Por una noche, Chicago se reencontró con su historia.
Por una noche, Chicago volvió a ser la de los disturbios anarquistas que dieron origen a la fiesta del 1 de mayo, la Chicago insumisa que protestó contra la maquinaria del ex alcalde Daley en 1968, la Chicago que se paralizó en 2005 cuando un millón de inmigrantes marcharon por sus calles exigiendo amnistía.
Por una noche, Chicago volvió a ser la ciudad bronca, de los anchos hombros, del poema de Carl Sandburg, la pendenciera y libertaria, la que va a su aire.
Por una noche, Chicago olvidó sus propios horrores – el desastre político y financiero de la administración del alcalde Rahm Emanuel, los tiroteos en los barrios, los abusos policiales – e hizo lo que otras ciudades en Estados Unidos ahora han empezado a imitar.

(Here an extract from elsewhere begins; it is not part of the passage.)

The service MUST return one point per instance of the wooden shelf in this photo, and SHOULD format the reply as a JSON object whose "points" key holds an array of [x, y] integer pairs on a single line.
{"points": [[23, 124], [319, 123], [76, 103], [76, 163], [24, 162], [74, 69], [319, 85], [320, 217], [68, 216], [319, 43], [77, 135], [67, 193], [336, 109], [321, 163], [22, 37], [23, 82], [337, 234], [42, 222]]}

Esa noche, la del viernes 11 de marzo, fue la que vio a miles de Chicaguenses – hombres, mujeres, niños, jóvenes, viejos, inmigrantes, ciudadanos, homosexuales, bisexuales, pansexuales, socialistas, moderados, anarquistas, universitarios – congregarse en torno a, y dentro de, un recinto para decirle no, un claro, contundente no, al candidato del odio y la exclusión, a un Donald Trump que sigue embalado en su carrera a ser candidato del Partido Republicano a la presidencia de Estados Unidos.
Las campañas primarias hacia las elecciones generales de noviembre han llegado a su punto crítico: el martes 15 se dirimen tres estados clave: Florida, Ohio e Illinois. Tanto demócratas como republicanos están muy cerca de definir a sus candidatos presidenciales.
Trump llegó a Chicago en la cima de la estúpida y violenta arrogancia que lo ha colocado al frente la carrera republicana.
Llegó encabezando a un partido roto por el eje, entre un conservadurismo viejo, corrupto e ineficiente, y un neoconservadurismo racista, clasista, intolerante, fanático y violento. Un neoconservadurismo que es hijo de esa pareja ahora ungida como si fueran santos o figuras bíblicas, Ronald y Nancy Reagan.
De la revolución conservadora de los Reagan surgieron las presidencias de los Bush, el extremismo ideológico de Dick Cheney, Donald Rumsfeld y Karl Rove que metió al país en las guerras de Irak y Afganistán; de ahí surgió el deplorable movimiento del Tea Party y las figuras de Ted Cruz y otros radicales del veneno y la hipocresía; y de ahí surgió esta última abominación que es Trump, cuya presidencia desnuda lo peor de la paranoia ultranacionalista de muchos sectores traicionados y desposeídos por la recesión de 2008, pero ideologizados de tal manera que no ven la culpa en los poderes fácticos de Washington y Wall Street, sino en el alien – el otro, sea éste inmigrante, negro, homosexual, o liberal.
Chicago dijo no a todo eso. Al hacerlo, mostró la cobardía de un Trump que escupe bravatas desde el podio, pero que tiembla como ratón de alcantarilla cuando alguien le grita o se le sube al escenario, que es incapaz de dar la cara cuando reclaman su nombre a gritos. Que es cobarde y mentiroso, como todos los megalómanos, como todos los fanáticos.
No sé que pasará. Al día siguiente de la noche de Chicago, acudí a votar. Había cola, lo cual es muy buena señal tratándose de una elección primaria. Hay mucho por recorrer de aquí a noviembre. Ojo: aún si no es Trump el candidato republicano, el odio que lo sigue como la peste a un cerdo irá a pegársele a otro. Trump encarna algo que otro energúmeno como Ted Cruz también podría encarnar.
Al menos sé que Chicago, mi ciudad, alzó el puño y dijo no.